Kyichu Lhakhang[1 hrs] – Also known as Kyerchu Temple or LhoKyerchu, is the oldest temple in Bhutan. Just like Jambhay Lhakhang in Bumthang, it is one of the 108 temples built by the Tibetan King Songtsen Gampo to subdue and pin down an ogress that was obstructing the spread of Buddhism.
According to legend, all 108 temples were built in a single night. Go back in time and history and visit the 7th century Kyichhu temple. As the name suggests, the temple is a reservoir of peace, where you will really feel at peace here. Next to the temple is the house that is now turned into a museum dedicated to the late Dilgo Khyentse Rinpoche. One can come across photographs and other artifacts belonging to Rinpoche.

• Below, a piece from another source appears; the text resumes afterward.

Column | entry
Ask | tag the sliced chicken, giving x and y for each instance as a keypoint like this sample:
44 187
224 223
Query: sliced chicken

Paro Town [2 hrs] – After a day of hiking, perhaps its to explore the main street of Paro town and check out if there’s anything
Day 3: Paro
Elevation 2,280 m
Are you ready? We will be making the hike up to one of the key highlights in Bhutan today! Tiger’s Nest aka Taktsang Monastery
Taktsang Monastery (Tiger’s Nest) [6 hrs] – Often called the Tiger’s Nest, perched on the cliffs, has awestruck many a visitor. “Trip to Bhutan is never complete without climbing to Taktsang”, says one tourist. Indeed it’s true as the journey there fills you with spiritual bliss. For those not choosing the spiritual side it is the dramatic, artistically built monument that becomes a hiker’s delight. Take a trip to this dramatically set Buddhist relic hanging from a cliff. Experience the uphill climb as you ascend more than two thousand feet from the valley floor.
A prominent Himalayan Buddhist sacred site and temple complex located on the cliff side of Paro Valley. According to legends, it is believed that Guru Rinpochhe flew to this location from Tibet on the back of a Tigress (his consort Yeshey Tshogyal) and meditated in one of the caves. Guru Rinpochhe performed meditation and emerged in eight manifestations and the place became holy. Thus gaining the name Tiger’s Nest.
Day 4: Depart Paro
Today we will bid fond farewell to this beautiful Himalayan country. We hope by now you would have made some friends and also kept many photos and beautiful memories of Bhutan! And we look forward to seeing you again in this beautiful land of endless Enchantments! Tashi Delek!